Jubileo de Autoridades y Funcionarios Públicos.
Coherencia entre Fe y Testimonio
en la Actividad Pública
Me alegra recibirles -decía el Santo Padre- en la audiencia
especial concedida por el Jubileo de los gobernantes, parlamentarios y
políticos.
Este encuentro me ofrece la oportunidad de reflexionar con
ustedes sobre la naturaleza y la responsabilidad que conlleva la misión a la
que Dios, en su amorosa providencia, les ha llamado. En efecto, ésta puede considerarse
ciertamente como una verdadera vocación a la acción política.
Es necesario, preguntarse por la naturaleza, las exigencias y
los objetivos de la política, para vivirla como cristianos y como hombres
conscientes de su nobleza y, al mismo tiempo, de las dificultades y riesgos que
comporta.
La política es el uso del poder legítimo para la consecución
del bien común de la sociedad. Bien común que, como afirma el Concilio Vaticano
II, "abarca el conjunto de aquellas condiciones de la vida social con las
que los hombres, familias y asociaciones pueden lograr más plena y fácilmente
su perfección propia" (Gaudium et spes, 74). La actividad política, por
tanto, debe realizarse con espíritu de servicio. Muy oportunamente, mi
predecesor Pablo VI, ha afirmado que "La política es un aspecto [...] que
exige vivir el compromiso cristiano al servicio de los demás" (Octogesima
adveniens, 46).
La actividad política, por tanto, debe realizarse con
espíritu de servicio. Muy oportunamente, mi predecesor Pablo VI, ha afirmado
que "La política es un aspecto [...] que exige vivir el compromiso
cristiano al servicio de los demás" (Octogesima adveniens, 46).

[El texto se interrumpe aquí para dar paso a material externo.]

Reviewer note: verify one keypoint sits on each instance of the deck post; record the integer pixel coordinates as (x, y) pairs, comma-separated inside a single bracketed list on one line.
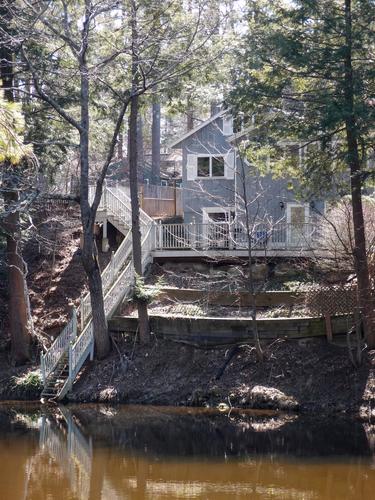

Por tanto, concluye el Santo Padre, el cristiano que actúa en
política —y quiere hacerlo "como cristiano"— ha de trabajar
desinteresadamente, no buscando la propia utilidad, ni la de su propio grupo o
partido, sino el bien de todos y de cada uno y, por lo tanto, y en primer
lugar, el de los más desfavorecidos de la sociedad.

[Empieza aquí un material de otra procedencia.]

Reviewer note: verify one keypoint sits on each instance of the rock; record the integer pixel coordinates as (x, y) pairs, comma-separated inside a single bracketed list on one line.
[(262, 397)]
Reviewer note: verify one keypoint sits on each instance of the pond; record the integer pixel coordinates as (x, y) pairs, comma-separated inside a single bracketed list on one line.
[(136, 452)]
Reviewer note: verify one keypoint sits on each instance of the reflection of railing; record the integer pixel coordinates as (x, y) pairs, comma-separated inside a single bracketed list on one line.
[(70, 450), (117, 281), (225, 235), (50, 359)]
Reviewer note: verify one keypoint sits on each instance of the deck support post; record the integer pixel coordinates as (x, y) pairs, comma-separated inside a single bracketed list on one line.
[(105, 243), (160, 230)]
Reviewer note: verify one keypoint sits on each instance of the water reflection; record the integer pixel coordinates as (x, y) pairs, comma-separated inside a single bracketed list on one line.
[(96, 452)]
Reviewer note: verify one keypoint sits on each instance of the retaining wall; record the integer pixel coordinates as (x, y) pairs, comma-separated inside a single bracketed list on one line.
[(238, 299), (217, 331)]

Institucionalidad y bien común
Así se titulaba el comunicado de la Conferencia Episcopal del
pasado 22 de setiembre: Como hemos repetido en diversas ocasiones, la raíz de
los problemas políticos y sociales que afrontamos, está en la crisis ética y
moral, la cual no se limita a personal individuales o instituciones
determinadas, sino que toca y afecta a todo el cuerpo social. Esta crisis nos
insta a todos a un sincero examen de conciencia personal y colectivo,
recordando las palabras de Jesús: "Quien esté sin pecado que tire la
primera piedra" (Jn 8, 7).
Todas las Instituciones Jurídicas y Políticas deben poner a
la persona y al bien común como centro de sus preocupaciones, ejerciendo
rectamente la autoridad, que se fundamenta en la fuerza moral, empleando medios
éticos y legalmente lícitos.
A todos aquellos que tienen responsabilidades públicas y
políticas, y a todas las personas con profundo sentido de dignidad personal y
patriótica, a asumir el compromiso de recuperar los valores morales y éticos,
cívicos, humanos y cristianos, que nos lleven al desarrollo integral dentro de
una convivencia pacífica, sin revanchismos ni venganzas.

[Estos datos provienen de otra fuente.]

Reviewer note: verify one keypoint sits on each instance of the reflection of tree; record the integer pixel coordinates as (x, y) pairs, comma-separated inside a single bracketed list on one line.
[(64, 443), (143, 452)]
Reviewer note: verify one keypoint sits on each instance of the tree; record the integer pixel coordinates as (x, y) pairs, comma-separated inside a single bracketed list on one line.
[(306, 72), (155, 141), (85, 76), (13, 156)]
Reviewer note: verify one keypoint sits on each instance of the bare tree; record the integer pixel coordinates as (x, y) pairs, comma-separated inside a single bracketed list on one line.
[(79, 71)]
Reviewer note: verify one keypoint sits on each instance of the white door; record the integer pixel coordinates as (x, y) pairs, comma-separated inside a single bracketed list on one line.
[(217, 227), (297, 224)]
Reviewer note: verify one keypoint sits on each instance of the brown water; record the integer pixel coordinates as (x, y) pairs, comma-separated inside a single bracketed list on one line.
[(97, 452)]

Todos somos responsables de la crisis
Con este titular resumía mis reflexiones la Revista SÍ en la
entrevista que me hiciera el pasado 30 de octubre. A la pregunta del periodista
¿Qué pasa en el país? Esta fue mi respuesta: "Pienso que el Perú está
atravesando una profunda crisis ética y moral. La raíz está sobre todo ahí. Lo
demás aparece como consecuencia. Yo creo que es un momento bueno para pensar
qué es lo que cada uno está haciendo por el país, mucho más aquellos que tienen
responsabilidad pública, de gobierno, en la economía, etc. Las crisis siempre
son un momento bueno para la reflexión y corrección de caminos equivocados y de
búsqueda de nuevas formas, nuevos caminos. Esto es la reflexión fundamental.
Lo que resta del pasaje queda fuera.